Berlin
Once divided, Berlin is now a vibrant modern metropolis combining old and new. Automotive journalist James Mills went to check out the sights.
For a city that has been fought over, crushed and divided, Berlin is teeming with life. Cyclists scamper by, streetcars rattle as they pass, trains rumble overhead. Like the thousands of other tourists, I’ve come in search of this reunified city’s soul. With dreams, politics and investment, it continues to change by the day.
You’d never credit the city with having three and a half million residents. Most locals cycle or take the streetcar. By night, the city’s roads are your personal playground.
Space Invader
Space is the first thing that strikes you. So much space. And so little traffic, too. As capital cities go, this one is a dream to navigate, be it by foot, by bicycle or by car. Even in rush hour, the traffic is so light it would have New Yorkers dancing in the streets.
With the roads this clear, you can grab yourself a snapshot tour of Berlin’s history in a night. From the divisive wall to Checkpoint Charlie; historic parade ground of Unter den Linden and avenue feel of Tiergarten; the country’s reborn Reichstag parliament building, complete with a Lord Foster signature glass addition and the modernist Federal Chancery building opposite – it’s surprisingly open and accessible.
Echoes of the past
Driving through the empty streets, I head west to the Charlottenburg district. It feels well-heeled, with large open streets and grand houses at their fringes. But nothing can prepare you for the powerful statement that is the Olympiastadion. Opened for the 1936 Olympics, it is one of the few remaining examples of fascist-era architecture, with a pair of pillars at its entrance that tower over visitors and floodlit Olympic rings spanning the gap. Lonesome joggers plod by, unlikely to win a gold medal. I cut back through Charlottenburg, en route to Tiergarten.
A former hunting ground to Prussian rulers, the city’s central park used to see its eastern edge serve as a boundary for Berlin’s wall. Today it unifies east and west, and its main road (Strasse des 17. juni, named after the East Berlin Worker’s strike of 1953) is arrow-straight and expansively wide.
At its eastern end, I come to the Reichstag, which was nearly lost during the war, and didn’t recover until 1999, when it was rebuilt by Sir Norman Foster. Its crowning glory is a glass dome, or cupola, complete with spiral walkway.

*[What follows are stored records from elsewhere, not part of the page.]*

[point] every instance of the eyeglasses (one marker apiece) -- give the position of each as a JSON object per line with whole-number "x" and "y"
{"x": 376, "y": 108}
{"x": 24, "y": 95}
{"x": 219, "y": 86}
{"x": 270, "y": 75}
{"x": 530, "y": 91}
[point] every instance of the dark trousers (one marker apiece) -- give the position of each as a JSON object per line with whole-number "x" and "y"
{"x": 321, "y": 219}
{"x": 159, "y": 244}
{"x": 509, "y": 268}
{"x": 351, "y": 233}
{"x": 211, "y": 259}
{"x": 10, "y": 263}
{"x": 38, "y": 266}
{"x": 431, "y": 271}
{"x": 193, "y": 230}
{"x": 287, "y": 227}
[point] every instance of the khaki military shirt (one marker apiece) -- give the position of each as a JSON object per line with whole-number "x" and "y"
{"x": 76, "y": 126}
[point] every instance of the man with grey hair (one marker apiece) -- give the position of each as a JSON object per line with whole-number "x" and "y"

In the dusk, as light fades and its insides are illuminated, you can watch visitors whirl their way around like worker ants.
The calm before the storm
I cross the river and swing left, to take a tour of Europe’s largest train station, the Berlin Hauptbahnhof. The vast glass structure glows like a beacon, visible for miles around at night. By day it is a hive of activity, but now, in the small hours of the morning, it lays dormant, seemingly recharging itself for the next rush of activity.
I scuttle off for a look at the city’s Hochbahnviadukt, the steel overhead railway system. The lattice framework has the feel of downtown New York, and snakes and shakes its way through neighborhoods.
As the city wakes up, people stride across the road at the command of a little green man. And it’s the Ampelmann - former Eastern Germany’s reinstated traffic island symbol - whose playful image captures this city’s mood.